Time ran a little differently there, as it does on all rivers; not the linear mechanical time we are caged by in cities, but flowing, cyclical, sacred. Time was measured by moon and sun, star and water; I woke with the dawn and went to sleep as the stars came out, looked for camp when the sun neared the horizon and waited for morning to crest the canyon walls before meandering down to the riverbank with my thermos of stolen dining-hall tea. Beside the river there was none of the stressed time of what we call "civilization"; no deadlines, no classes, no work shifts, just sky and water and earth. For those few days I lived to the rhythms of river and weather, armed with only my gear, my notebook, and a copy of Ed Abbey's Desert Solitaire.
There is a tranquility in that place beyond words, where river and desert meet; time measured in the slide of golden sunlight over red-rock cliffs, in the glittering touch of starlight on the silt-laden green water at their feet, is something indescribably beyond the mechanized drone of the city. Here was the stillness, the quiet peace of the desert that Abbey spoke of. I rarely knew what day it was, and even more rarely knew the mechanical time; if the sun was up it was time for breakfast, if it was going down it was time to camp, and there were at least a few more nights between this wordless peace and my return to school. Each morning I would stand beside the water, toes pale with cold in my Chacos, and watch the Colorado meander wide and slow between startlingly vertical cliffs of varnish-streaked sandstone. I had stepped into the river of universal time, the realm of earth and water and sky, and left behind for these few days at least the artificial chains of ticking clocks and deadlines; in the cold spring air of the river canyon, battered fleece hat tugged low over my ears and my only pair of jeans slowly turning red with desert dust, I was free.

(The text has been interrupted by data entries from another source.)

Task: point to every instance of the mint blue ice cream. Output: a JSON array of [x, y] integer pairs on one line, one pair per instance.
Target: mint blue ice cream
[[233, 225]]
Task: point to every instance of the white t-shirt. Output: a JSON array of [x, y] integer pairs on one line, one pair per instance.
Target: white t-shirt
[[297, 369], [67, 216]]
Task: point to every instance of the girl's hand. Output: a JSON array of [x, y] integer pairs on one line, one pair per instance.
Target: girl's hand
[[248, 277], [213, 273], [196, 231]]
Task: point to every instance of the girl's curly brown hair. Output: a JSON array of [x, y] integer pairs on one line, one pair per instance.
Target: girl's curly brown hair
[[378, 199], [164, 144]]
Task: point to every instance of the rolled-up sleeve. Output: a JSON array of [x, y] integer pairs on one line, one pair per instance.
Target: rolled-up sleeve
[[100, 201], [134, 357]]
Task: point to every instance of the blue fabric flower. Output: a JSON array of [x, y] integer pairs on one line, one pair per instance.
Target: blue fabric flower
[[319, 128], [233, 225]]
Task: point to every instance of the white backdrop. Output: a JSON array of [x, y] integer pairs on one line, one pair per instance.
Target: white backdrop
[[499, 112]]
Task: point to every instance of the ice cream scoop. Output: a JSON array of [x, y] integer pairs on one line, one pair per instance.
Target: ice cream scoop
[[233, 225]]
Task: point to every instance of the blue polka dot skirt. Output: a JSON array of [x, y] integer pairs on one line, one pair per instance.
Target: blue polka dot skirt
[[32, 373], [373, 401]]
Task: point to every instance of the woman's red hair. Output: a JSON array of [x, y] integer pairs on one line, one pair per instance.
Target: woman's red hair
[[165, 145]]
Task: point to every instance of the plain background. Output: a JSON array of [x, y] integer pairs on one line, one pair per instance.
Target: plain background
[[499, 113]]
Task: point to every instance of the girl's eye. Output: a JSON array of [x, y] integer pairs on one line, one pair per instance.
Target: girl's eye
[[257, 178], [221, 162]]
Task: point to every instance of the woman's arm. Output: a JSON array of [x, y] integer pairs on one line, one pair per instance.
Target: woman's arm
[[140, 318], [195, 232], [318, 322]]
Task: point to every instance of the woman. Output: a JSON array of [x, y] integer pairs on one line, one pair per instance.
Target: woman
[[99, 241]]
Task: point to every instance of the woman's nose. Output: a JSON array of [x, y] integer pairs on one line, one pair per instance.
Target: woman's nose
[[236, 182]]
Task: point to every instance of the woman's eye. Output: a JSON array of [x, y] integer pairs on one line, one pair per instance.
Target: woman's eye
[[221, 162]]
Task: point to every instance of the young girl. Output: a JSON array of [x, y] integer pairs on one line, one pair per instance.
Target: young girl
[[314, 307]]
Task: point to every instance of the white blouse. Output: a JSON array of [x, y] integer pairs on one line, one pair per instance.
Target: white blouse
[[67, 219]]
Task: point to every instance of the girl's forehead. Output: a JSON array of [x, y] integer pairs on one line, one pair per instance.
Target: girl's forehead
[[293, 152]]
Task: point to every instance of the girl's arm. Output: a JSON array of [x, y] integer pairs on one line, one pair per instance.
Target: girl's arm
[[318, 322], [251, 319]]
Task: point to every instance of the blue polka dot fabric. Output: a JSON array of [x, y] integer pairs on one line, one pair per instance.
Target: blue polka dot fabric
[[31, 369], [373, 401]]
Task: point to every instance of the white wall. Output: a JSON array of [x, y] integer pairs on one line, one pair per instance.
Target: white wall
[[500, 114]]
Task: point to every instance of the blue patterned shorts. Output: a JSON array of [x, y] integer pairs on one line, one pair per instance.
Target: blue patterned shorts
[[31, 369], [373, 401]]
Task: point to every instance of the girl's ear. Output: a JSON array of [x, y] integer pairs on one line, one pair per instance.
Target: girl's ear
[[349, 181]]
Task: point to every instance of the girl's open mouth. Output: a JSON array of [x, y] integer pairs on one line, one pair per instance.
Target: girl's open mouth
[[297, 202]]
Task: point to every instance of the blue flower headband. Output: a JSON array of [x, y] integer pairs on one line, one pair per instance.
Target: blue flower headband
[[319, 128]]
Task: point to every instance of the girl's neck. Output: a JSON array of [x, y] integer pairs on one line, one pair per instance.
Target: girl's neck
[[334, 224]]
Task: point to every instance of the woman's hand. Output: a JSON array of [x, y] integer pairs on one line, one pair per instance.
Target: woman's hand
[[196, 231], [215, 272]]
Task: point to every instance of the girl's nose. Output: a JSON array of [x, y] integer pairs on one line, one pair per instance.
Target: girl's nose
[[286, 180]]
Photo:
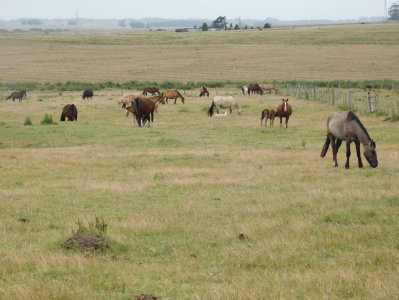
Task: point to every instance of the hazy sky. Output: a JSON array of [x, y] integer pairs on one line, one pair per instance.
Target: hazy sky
[[208, 9]]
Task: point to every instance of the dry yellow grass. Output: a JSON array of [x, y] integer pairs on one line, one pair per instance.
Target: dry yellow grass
[[177, 195], [308, 53]]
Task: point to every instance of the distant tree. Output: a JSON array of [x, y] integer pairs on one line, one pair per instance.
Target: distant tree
[[219, 23], [393, 12], [204, 27], [136, 24]]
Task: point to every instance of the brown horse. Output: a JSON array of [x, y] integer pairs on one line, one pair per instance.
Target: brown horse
[[367, 87], [70, 112], [144, 109], [17, 95], [269, 88], [267, 114], [172, 94], [284, 110], [254, 88], [347, 126], [204, 92], [152, 90]]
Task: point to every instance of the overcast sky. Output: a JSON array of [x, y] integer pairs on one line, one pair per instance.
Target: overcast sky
[[186, 9]]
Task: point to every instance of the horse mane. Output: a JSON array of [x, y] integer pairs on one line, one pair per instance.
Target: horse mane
[[352, 117], [179, 94]]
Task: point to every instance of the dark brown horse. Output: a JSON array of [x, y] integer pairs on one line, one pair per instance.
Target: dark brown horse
[[87, 93], [144, 109], [284, 110], [267, 114], [152, 90], [346, 126], [204, 92], [17, 95], [367, 87], [254, 88], [70, 112], [172, 94]]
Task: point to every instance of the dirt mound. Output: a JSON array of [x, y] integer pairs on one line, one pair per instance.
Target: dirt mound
[[85, 242]]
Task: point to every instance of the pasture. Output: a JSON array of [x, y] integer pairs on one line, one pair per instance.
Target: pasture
[[196, 207]]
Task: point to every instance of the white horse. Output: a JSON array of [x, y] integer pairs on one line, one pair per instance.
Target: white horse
[[224, 102]]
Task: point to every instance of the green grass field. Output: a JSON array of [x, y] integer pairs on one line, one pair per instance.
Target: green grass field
[[177, 195], [196, 207]]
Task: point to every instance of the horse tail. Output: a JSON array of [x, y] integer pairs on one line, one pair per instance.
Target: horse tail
[[325, 147], [211, 109], [262, 116], [74, 113], [180, 95], [138, 112]]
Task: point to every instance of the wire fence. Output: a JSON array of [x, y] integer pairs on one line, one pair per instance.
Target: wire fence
[[384, 102]]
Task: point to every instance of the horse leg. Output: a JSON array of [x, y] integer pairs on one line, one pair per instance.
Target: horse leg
[[325, 147], [348, 153], [334, 148], [359, 157]]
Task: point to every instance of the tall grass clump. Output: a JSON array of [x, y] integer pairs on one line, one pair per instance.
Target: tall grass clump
[[47, 120], [27, 121]]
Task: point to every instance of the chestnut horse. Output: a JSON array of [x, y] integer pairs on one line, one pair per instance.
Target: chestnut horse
[[254, 88], [347, 126], [172, 94], [284, 110], [151, 89], [224, 102], [70, 112], [144, 109], [267, 114], [17, 95], [204, 92]]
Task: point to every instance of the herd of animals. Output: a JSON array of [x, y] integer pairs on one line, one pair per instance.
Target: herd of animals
[[341, 126]]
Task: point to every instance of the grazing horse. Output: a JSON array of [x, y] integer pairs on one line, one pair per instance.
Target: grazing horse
[[269, 88], [151, 89], [17, 95], [144, 109], [204, 92], [254, 88], [367, 87], [267, 114], [70, 112], [284, 110], [347, 126], [172, 94], [87, 93], [224, 102]]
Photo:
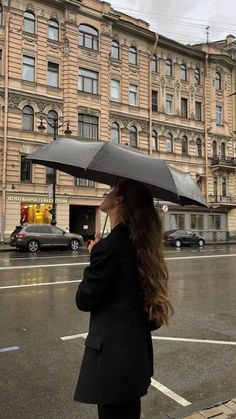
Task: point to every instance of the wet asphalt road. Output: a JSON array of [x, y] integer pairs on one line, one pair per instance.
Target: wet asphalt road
[[39, 370]]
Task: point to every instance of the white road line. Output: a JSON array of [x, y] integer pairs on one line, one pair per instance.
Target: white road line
[[11, 348], [40, 284], [8, 268], [215, 342], [170, 393]]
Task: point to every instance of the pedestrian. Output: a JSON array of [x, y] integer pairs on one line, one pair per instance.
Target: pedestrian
[[125, 289]]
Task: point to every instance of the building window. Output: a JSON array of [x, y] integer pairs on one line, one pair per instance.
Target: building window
[[88, 127], [25, 169], [154, 64], [29, 22], [184, 146], [154, 141], [223, 150], [115, 50], [184, 108], [88, 37], [177, 221], [53, 120], [28, 68], [197, 221], [218, 115], [183, 72], [88, 81], [133, 94], [198, 111], [214, 149], [53, 30], [154, 101], [199, 147], [115, 133], [197, 75], [214, 222], [49, 175], [169, 104], [28, 119], [53, 74], [218, 81], [84, 182], [133, 137], [115, 90], [169, 143], [133, 56]]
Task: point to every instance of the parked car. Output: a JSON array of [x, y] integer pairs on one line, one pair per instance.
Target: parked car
[[34, 236], [180, 238]]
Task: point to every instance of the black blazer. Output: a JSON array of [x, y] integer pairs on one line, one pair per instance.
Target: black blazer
[[118, 358]]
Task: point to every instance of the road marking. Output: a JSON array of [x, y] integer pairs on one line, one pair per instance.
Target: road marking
[[215, 342], [39, 284], [8, 268], [11, 348], [170, 393]]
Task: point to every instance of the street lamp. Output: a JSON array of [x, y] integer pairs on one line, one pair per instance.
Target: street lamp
[[53, 123]]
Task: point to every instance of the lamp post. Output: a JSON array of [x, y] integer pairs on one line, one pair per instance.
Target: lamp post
[[53, 123]]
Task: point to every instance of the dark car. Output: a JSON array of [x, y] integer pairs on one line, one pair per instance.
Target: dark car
[[34, 236], [180, 238]]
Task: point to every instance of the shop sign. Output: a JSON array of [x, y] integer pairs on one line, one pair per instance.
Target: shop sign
[[35, 199]]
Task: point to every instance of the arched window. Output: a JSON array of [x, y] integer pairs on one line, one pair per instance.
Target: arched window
[[53, 30], [168, 67], [115, 133], [88, 37], [154, 141], [223, 150], [197, 75], [28, 118], [133, 137], [214, 149], [184, 146], [169, 143], [199, 147], [115, 49], [52, 121], [218, 81], [183, 72], [29, 22], [133, 55], [154, 64]]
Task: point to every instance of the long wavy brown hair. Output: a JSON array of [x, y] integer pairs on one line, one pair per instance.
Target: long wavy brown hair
[[145, 230]]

Eventually my return to the real world loomed, fierce and implacable, and I drove myself twelve hours of empty highways back to Bozeman. I had essays to write, rent to pay; for a while at least I would have to leave the Colorado behind. Eventually I wandered onto other rivers, to the Gallatin framed by tumbled boulders and ten thousand foot peaks and the Yellowstone with its wandering bison; but there remained something special about those days alone in the red-rock canyon of the Colorado, something different in the way desert and river had met beneath the clear spring sky. To this day I have no name for it, and I don’t think I ever will.
Sometimes I still cast my memories back to those days and nights on the river; to dawn on cool green water and sheer red rock, sunset over wind-carved towers, the rustle of bare oaks beside the bank and the shadows of ravens chasing their owners across the blaze of red-gold thrown back by the framing cliffs at sunset. What I found in the red-rock canyon of the Colorado was something different, unique, where sunlight and desert and river converged; something still with that deep quiet only the desert can hold, simple as the slide of sunlight over the canyon walls and complex beyond the capacity of humanity. Listening to the smooth ripples of green water over red rock, the muted susurrations of the current at dawn, I began to understand why Abbey called Utah’s canyon country “the most beautiful place on earth.” Words, though, will always fall short when trying to describe this feeling, this idea of "river time" that flows so differently from the tyranny of alarm and deadline. Colorado or Skykomish, desert or forest, time runs different with rivers, and those who run them are caught in the spell; it is just one of the river’s many gifts, a reminder that there is more to the world we live in than the constructed schedules of our city lives. Like all the gifts given by wild rivers, it is one I treasure with every float and whitewater run.